Alberto llegaba muy temprano del trabajo, cenaban juntos y se iban a dormir. Él solía abrazarla hasta quedarse dormidos. Pero un día como cualquier otro su marido comenzó a llegar más tarde de lo usual, había noches en las que ni siquiera regresaba a casa y cuando lo hacía ya no la abrazaba como antes. La rutina era siempre la misma, él llegaba, se duchaba, cenaba, pasaba un par de horas en el sótano trabajando un poco más, luego se iba a la cama y se dormía, así todos los días.

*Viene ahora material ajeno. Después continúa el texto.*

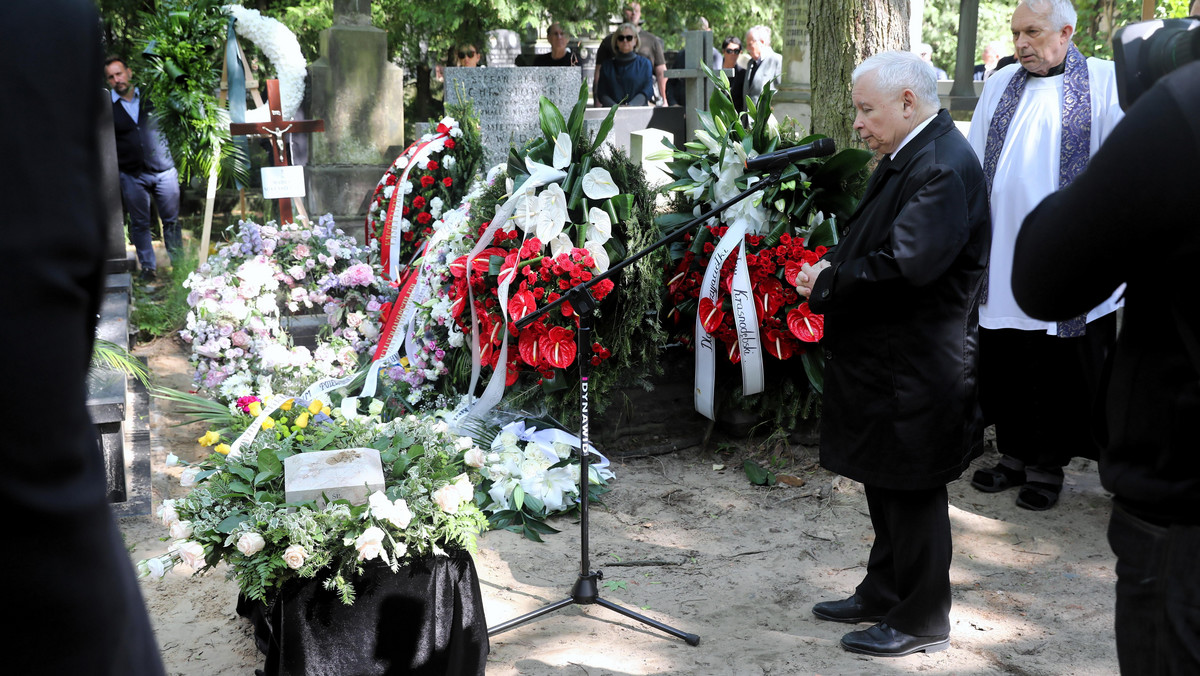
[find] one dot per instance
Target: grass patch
(161, 309)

Sarah se planteó que tal vez para los hombres no era tan importante, pero ella como mujer sí sentía que necesitaba de esas muestras de afecto. Con el paso del último año, Sarah comenzó a sentirse como un mero objeto. Alberto también se había vuelto más controlador, no le dejaba salir de no ser absolutamente necesario, por eso Sarah solo salía cuando su marido no estaba en casa, además de que también le prohibió tajantemente bajar al sótano. Sarah no entendía por qué se convirtió en alguien así. Trató de ser comprensiva, tal vez, ella misma no era tan buena esposa para él. Se imaginó que tal vez había sido su culpa, algo había hecho para apagarle la llama.